[Vwoolf] Space Between Society Conference CFP

Lauryl Tucker vltucker at sewanee.edu
Fri Nov 19 11:39:05 EST 2021


*June 2-4, 2022: Labor in the Space Between, Case Western Reserve
University*



Hosted by the Space Between Society and the Medical Humanities Program at
Case Western Reserve University, the 2022 Labor in the Space Between
meeting will be held at Case Western Reserve University in Cleveland, Ohio. Our
conference encourages prospective applicants to critically examine labor
practices between 1914 and 1945 and the ways these practices have shaped
our constructions of society, the body, and the self. While economics and
the social sciences have been the privileged disciplinary frameworks for
thinking about labor, this conference invites scholars working in the
various humanities to imagine what our diverse disciplines have to
contribute to contemporary critical thinking about labor. Some questions we
hope to examine include:



●      How does cultural production between 1914 and 1945 reflect cultural
attitudes toward art and labor?

●      How were cultural movements like Futurism, Modernism and the new
Documentary affected by and engaging with labor movements?

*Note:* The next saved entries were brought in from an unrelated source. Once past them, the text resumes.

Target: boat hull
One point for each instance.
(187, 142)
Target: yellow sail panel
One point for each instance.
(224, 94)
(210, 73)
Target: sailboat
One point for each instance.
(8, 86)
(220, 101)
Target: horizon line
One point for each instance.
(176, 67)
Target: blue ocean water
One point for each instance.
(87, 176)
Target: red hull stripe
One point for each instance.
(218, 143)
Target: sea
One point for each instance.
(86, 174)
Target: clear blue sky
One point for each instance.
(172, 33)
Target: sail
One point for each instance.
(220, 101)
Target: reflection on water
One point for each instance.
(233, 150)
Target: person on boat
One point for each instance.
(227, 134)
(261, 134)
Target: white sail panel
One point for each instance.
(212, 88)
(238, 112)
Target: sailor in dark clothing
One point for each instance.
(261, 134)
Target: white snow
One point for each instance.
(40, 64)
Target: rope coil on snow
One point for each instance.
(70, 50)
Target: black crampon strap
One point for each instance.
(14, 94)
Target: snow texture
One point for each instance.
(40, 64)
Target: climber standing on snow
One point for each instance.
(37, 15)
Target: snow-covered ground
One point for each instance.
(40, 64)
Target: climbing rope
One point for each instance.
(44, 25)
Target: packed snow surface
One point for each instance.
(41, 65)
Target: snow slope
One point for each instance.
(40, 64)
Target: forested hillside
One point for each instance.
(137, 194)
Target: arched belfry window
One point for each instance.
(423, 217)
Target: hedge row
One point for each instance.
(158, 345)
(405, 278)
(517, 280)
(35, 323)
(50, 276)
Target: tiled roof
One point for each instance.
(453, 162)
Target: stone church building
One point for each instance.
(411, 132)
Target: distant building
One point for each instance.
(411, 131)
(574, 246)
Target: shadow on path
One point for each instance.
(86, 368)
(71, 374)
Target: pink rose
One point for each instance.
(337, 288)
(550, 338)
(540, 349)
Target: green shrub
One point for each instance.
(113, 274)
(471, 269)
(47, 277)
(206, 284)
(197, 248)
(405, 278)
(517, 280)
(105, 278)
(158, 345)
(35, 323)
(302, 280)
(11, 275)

●      How do race, gender, class, disability, and national, ethnic and
religious identities intersect with labor and its representations?

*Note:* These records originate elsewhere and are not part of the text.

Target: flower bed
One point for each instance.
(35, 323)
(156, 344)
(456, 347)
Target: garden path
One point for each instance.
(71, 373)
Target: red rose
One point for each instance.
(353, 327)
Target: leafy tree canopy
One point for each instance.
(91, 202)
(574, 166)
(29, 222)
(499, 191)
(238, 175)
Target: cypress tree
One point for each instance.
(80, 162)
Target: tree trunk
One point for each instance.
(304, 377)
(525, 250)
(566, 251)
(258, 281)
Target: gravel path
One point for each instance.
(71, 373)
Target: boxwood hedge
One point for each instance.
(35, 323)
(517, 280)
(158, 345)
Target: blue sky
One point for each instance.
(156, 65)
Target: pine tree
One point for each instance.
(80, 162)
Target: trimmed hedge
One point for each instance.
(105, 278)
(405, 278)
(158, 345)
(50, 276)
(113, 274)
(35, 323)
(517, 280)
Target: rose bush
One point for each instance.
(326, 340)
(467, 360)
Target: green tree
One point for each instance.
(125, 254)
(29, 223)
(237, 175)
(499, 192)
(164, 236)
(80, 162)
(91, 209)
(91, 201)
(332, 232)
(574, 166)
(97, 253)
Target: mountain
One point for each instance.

●      What are the tensions between representations and constructions of
labor and the actual performance of labor?

●      What can labor activism’s past tell us about casualization and
union-busting in our own era?

●      How can the intersectionality of the various fields of the
humanities serve to enhance our understandings of and relationships to work
and labor?



Cleveland, a major center of industrialization, has been a city defined by
labor, and allows us to think of many of the intersections of labor and
culture between 1914 and 1945. It is a city where Russian Jews fled to from
the pogroms of the early 20th century and where Black Americans escaping
harsh, Southern segregationist laws and racism sought new opportunities
during the Great Migration. It is a city whose universities and hospitals
were instrumental in medical and nursing advances in both the First and
Second World Wars, and whose manufacturing industries profited hugely from
WWII. It is a city that has always opened its arms to refugees, including
995 Afghans who have recently arrived to build new lives. Cleveland is but
one illustration of how labor markets were disrupted in myriad ways between
1914 and 1945. These shifts and disruptions resulted in social and cultural
upheavals that were addressed by writers, artists, journalists, and other
individuals in a range of forms of cultural production.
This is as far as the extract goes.